- French: Les Amoureuses
- Directed by: Johanne Prégent
- Written by: Johanne Prégent
- Produced by: Louise Gendron
- Starring: Louise Portal Léa-Marie Cantin
- Cinematography: François Protat
- Edited by: Dominique Fortin
- Music by: Pierre Desrochers
- Production company: Les Productions du Cerf
- Distributed by: Ciné 360
- Release date: February 24, 1993;
- Running time: 99 minutes
- Country: Canada
- Language: French

= Women in Love (1993 film) =

1993 Canadian film directed by Johanne Prégent

Women in Love (Les Amoureuses) is a 1993 Canadian drama film, directed by Johanne Prégent. The film stars Louise Portal and Léa-Marie Cantin as Léa and Marianne, two friends who are about to turn 40, and are married to David (Kenneth Welsh) and Nino (Tony Nardi) respectively, but are both involved in extramarital affairs with other men due to their dissatisfaction with their marriages.
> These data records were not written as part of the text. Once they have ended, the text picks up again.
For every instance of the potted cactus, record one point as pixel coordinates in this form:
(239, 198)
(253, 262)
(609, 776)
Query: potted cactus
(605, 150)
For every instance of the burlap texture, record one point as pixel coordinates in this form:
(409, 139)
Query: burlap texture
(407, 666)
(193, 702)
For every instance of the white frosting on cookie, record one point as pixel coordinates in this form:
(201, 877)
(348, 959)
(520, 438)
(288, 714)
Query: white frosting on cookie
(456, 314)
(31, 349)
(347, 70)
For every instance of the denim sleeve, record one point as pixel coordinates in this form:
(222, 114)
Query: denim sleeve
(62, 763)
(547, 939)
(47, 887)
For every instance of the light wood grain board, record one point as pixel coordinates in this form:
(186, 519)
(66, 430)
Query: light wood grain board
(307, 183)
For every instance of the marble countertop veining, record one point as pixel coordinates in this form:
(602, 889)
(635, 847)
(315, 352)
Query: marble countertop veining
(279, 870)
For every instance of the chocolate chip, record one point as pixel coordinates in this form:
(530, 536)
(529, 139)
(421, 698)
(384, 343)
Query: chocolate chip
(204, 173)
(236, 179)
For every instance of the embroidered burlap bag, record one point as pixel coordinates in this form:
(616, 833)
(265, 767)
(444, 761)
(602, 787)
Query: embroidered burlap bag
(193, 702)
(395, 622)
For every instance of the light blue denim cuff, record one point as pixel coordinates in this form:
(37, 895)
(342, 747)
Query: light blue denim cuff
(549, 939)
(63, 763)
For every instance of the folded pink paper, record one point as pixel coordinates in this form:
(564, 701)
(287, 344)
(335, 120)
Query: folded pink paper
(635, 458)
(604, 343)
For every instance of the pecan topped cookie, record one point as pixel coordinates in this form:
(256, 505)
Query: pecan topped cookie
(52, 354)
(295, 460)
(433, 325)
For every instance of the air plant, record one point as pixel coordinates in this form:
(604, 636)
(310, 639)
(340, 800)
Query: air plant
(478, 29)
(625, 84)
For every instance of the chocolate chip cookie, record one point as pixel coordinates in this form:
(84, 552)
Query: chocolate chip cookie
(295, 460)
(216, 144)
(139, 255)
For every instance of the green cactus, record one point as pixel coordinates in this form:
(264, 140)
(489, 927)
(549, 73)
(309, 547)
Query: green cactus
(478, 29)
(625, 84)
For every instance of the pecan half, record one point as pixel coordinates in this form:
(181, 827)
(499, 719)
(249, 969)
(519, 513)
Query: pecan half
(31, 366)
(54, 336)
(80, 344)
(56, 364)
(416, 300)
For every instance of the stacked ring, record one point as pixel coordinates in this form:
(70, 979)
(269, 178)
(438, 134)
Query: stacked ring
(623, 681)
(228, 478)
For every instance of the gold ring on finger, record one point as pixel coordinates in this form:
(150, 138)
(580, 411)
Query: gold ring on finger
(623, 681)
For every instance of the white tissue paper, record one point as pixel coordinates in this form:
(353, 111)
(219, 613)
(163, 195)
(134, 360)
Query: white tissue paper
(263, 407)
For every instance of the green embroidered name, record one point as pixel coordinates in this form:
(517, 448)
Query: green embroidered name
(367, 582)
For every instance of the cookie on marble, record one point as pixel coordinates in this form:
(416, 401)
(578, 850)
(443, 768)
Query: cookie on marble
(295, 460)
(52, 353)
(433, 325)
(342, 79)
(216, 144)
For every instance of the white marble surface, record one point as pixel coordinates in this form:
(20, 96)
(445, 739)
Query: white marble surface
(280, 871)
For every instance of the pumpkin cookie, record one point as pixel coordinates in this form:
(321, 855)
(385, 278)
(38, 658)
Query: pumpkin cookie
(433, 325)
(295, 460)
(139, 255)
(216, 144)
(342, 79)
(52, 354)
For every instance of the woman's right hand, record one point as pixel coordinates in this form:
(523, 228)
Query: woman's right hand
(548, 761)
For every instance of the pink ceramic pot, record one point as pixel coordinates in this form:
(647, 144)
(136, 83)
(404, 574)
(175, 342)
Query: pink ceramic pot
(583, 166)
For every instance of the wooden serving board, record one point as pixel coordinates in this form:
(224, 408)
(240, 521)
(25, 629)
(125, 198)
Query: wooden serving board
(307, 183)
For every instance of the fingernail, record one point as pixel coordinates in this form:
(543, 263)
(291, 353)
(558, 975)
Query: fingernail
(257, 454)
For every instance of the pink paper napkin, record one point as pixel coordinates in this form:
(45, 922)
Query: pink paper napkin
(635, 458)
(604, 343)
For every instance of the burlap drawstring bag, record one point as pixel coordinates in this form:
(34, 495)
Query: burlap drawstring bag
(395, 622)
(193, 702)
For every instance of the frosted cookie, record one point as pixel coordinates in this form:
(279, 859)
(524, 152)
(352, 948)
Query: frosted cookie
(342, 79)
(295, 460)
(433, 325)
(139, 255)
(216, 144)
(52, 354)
The cast also includes Sophie Lorain, David La Haye and Macha Limonchik.

==Cast==
- Louise Portal as Lea
- Kenneth Welsh as David
- Léa-Marie Cantin as Marianne
- Tony Nardi as Nino
- Sophie Lorain as Hélène
- David La Haye as Bernard
- Macha Limonchik as Roselyne

== Awards ==
Pierre Desrochers received a Genie Award nomination for Best Original Score at the 25th Genie Awards. The film was also in contention for the inaugural Claude Jutra Award for best first feature, but did not win.